Let’s clear things up: how do glassfrogs achieve transparency?


Science Highlights
January 13, 2023
Karen Olsen

State-of-the-art imaging technique reveals the secret behind their camouflage

Tissue transparency—a useful skill for animals that want to hide from predators—is common in aquatic environments, but is extremely rare on land. One exception is the glassfrog, so named because its internal organs can be seen through its transparent skin and muscles. This frog is active at night and spends its days sleeping on leaves, becoming nearly invisible on the foliage. But how exactly this creature makes itself transparent has been somewhat of a mystery.

A glassfrog, nearly indistinguishable from the leaf that it is resting on.

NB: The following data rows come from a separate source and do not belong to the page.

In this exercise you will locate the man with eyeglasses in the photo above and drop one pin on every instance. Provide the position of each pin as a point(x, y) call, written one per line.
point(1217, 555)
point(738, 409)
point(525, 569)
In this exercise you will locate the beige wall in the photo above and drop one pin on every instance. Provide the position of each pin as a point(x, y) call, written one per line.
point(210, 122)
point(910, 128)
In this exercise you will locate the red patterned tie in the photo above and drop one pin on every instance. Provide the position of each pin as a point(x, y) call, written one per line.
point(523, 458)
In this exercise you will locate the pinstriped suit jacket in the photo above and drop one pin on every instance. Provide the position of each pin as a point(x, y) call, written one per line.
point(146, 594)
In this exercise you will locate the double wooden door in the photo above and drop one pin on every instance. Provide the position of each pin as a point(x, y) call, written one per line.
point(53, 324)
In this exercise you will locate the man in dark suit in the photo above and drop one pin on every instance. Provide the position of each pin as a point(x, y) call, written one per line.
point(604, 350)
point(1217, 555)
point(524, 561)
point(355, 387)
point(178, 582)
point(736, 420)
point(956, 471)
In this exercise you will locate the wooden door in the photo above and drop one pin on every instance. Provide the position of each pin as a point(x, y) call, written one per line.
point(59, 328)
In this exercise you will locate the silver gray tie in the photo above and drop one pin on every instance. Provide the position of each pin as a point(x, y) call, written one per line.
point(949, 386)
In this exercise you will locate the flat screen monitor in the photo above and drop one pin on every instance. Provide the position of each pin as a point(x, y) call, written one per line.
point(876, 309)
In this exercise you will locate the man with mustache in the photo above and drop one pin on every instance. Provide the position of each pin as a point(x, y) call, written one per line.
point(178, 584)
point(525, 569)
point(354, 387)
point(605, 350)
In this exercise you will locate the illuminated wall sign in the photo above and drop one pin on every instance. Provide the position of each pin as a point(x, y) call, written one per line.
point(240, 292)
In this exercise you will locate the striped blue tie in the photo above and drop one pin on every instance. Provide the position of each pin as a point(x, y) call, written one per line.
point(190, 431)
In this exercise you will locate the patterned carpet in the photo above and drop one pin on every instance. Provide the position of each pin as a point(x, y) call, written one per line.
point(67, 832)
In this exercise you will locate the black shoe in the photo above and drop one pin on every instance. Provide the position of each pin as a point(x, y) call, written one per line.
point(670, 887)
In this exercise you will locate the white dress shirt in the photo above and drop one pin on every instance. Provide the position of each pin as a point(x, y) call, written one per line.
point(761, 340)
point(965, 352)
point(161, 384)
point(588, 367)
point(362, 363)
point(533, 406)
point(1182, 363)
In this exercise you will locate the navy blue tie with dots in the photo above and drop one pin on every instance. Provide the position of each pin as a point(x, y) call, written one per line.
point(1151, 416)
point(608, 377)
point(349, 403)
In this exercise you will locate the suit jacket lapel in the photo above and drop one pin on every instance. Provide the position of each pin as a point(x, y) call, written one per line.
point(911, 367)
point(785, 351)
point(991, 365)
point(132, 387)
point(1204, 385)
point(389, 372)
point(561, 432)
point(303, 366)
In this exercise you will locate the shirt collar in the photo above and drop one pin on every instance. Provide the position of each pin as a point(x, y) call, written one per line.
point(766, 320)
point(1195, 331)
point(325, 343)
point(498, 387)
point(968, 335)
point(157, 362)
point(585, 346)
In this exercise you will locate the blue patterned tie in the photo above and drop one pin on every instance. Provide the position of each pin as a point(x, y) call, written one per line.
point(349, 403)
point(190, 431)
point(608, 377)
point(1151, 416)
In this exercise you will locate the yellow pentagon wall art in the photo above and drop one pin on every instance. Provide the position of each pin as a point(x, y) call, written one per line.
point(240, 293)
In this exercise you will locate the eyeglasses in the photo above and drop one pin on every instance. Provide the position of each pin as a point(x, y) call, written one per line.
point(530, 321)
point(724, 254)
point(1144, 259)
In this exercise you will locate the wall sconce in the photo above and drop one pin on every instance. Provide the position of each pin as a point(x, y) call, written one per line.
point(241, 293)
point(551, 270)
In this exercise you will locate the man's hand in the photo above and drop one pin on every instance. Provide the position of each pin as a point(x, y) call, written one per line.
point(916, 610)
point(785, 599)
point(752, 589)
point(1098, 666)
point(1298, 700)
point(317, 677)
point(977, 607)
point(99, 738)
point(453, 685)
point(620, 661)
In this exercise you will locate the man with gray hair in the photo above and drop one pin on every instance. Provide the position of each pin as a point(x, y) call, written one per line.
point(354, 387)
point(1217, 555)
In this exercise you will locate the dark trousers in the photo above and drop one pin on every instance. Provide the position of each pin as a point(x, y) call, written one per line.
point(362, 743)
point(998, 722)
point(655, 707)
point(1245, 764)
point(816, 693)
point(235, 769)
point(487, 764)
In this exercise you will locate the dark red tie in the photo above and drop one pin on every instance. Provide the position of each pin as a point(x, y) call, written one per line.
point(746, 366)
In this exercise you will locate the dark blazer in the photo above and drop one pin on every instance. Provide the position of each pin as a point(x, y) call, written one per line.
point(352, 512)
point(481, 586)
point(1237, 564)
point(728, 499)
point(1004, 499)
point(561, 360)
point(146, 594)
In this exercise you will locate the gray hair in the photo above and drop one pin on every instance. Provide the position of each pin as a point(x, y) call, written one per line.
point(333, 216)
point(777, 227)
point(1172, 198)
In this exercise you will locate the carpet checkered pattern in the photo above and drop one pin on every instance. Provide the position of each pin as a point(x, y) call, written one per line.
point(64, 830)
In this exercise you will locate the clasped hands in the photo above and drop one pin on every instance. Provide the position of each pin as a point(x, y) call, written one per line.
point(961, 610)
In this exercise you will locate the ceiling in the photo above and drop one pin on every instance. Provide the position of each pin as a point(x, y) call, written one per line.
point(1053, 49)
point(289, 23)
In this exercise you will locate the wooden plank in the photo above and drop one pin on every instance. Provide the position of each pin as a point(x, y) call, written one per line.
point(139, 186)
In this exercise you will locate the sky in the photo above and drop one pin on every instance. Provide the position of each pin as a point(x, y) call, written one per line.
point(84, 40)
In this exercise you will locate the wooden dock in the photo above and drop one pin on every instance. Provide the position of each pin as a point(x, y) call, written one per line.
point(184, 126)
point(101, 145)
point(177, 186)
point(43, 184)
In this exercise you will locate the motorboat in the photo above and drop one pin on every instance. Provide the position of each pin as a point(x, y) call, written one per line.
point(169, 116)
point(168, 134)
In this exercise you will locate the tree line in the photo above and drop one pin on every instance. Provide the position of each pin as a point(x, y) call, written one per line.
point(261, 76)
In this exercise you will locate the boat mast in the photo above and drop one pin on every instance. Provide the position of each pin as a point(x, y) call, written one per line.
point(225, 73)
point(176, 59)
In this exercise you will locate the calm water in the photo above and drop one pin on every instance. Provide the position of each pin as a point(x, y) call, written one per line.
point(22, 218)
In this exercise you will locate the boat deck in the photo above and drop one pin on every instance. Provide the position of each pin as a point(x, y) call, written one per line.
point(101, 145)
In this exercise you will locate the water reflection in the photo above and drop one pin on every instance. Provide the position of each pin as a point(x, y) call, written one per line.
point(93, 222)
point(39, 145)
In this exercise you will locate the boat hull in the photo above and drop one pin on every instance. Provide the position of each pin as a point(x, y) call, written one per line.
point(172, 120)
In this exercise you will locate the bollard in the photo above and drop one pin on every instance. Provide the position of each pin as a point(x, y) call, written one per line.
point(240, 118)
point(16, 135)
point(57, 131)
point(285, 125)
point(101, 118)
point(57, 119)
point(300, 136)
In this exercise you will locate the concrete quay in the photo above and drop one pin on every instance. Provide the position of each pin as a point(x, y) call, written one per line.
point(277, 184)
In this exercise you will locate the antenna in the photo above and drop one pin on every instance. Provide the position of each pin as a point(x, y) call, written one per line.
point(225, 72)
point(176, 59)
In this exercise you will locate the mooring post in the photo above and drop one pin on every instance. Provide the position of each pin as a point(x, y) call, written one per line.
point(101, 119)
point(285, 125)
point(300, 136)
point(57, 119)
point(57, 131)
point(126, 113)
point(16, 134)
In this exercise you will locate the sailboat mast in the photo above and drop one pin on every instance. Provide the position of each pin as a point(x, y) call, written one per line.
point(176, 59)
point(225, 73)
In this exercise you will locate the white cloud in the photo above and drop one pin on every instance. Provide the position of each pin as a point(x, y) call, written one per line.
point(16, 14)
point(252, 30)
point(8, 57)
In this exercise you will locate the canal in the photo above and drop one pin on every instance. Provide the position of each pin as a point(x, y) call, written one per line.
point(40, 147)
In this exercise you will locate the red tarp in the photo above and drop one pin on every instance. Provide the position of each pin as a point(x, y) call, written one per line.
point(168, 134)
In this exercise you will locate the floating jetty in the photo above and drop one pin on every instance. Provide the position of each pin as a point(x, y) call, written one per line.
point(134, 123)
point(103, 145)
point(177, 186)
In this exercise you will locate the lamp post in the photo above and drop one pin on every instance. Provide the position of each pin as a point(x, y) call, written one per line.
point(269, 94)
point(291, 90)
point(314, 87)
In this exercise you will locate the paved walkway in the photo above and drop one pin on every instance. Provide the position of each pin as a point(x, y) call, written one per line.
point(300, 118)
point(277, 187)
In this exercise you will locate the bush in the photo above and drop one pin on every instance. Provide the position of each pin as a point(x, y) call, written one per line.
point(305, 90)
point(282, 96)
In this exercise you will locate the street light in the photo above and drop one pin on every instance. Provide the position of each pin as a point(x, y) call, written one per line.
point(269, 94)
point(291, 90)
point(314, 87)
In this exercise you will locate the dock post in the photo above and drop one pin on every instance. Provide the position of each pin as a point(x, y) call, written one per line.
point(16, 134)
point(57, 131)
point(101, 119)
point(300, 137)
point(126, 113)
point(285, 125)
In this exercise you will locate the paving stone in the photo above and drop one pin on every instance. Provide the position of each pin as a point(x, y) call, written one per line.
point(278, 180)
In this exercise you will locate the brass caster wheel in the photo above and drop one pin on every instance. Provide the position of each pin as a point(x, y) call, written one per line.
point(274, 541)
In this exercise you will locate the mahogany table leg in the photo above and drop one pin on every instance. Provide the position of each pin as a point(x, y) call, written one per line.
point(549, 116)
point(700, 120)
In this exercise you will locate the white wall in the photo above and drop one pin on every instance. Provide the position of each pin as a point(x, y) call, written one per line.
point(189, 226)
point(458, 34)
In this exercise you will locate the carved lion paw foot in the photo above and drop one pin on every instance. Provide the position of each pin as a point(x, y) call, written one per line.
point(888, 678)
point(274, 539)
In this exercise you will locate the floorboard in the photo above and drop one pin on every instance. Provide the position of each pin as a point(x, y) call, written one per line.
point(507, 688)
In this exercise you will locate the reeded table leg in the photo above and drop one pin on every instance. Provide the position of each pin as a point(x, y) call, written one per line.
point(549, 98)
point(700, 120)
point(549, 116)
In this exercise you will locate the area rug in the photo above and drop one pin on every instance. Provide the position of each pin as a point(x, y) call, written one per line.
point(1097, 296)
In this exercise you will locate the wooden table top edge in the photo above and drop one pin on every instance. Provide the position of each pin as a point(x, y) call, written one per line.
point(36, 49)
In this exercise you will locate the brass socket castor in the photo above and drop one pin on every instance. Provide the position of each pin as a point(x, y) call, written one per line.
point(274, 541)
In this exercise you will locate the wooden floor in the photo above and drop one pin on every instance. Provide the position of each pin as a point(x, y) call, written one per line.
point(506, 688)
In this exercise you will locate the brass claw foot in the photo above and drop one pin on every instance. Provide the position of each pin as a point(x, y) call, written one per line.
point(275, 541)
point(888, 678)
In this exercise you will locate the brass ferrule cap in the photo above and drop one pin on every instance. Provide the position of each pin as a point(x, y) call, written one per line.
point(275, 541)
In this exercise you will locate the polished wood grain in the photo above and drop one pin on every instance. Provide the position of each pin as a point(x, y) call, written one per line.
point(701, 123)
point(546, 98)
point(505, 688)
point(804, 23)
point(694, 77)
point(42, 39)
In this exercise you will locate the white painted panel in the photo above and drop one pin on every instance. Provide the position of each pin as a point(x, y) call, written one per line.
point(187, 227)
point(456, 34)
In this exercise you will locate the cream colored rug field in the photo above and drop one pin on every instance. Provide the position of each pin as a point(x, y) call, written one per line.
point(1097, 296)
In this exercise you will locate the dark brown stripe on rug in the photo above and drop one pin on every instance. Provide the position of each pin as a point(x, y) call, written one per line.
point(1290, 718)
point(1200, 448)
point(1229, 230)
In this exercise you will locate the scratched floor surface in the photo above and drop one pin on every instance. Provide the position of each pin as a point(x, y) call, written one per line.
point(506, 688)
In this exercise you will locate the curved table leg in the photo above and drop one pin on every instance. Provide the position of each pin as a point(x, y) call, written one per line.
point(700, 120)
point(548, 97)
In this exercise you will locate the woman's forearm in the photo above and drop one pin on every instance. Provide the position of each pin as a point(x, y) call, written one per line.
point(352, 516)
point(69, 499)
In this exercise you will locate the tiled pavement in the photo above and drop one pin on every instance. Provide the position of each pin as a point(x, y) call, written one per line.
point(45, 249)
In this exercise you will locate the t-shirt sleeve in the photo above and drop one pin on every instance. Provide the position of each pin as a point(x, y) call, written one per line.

The transparent glassfrog. During the day, the glassfrog sleeps on vegetation, where it is effectively camouflaged from predators due to its transparent tissues. Credit: Dr. Jesse Delia, American Museum of Natural History.

Using state-of-the-art imaging technology, NIH-funded researchers have found the secret behind the glassfrog’s camouflage. Their findings, recently published on the cover of Science, demonstrate that glassfrogs can remove almost 90% of their red blood cells from circulation, storing them in the liver during rest. This mechanism, along with its inherently see-through tissues, allows the glassfrog to increase its transparency by two- to threefold, seemingly on demand.

“In vertebrates like humans, tissue transparency is particularly difficult to achieve, as our circulatory systems are filled with oxygen-carrying red blood cells that strongly absorb light and render our tissues opaque,” explained NIBIB-funded researcher Junjie Yao, Ph.D., an assistant professor of biomedical engineering at Duke University. “In our study, we have discovered that the glassfrog can conceal nearly all of its red blood cells within its liver on a daily basis, resulting in a unique form of camouflage that is distinct from all other known mechanisms of tissue transparency. Understanding this blood flow mechanism in the glassfrog may provide insights into disorders related to blood clotting or stroke in humans.”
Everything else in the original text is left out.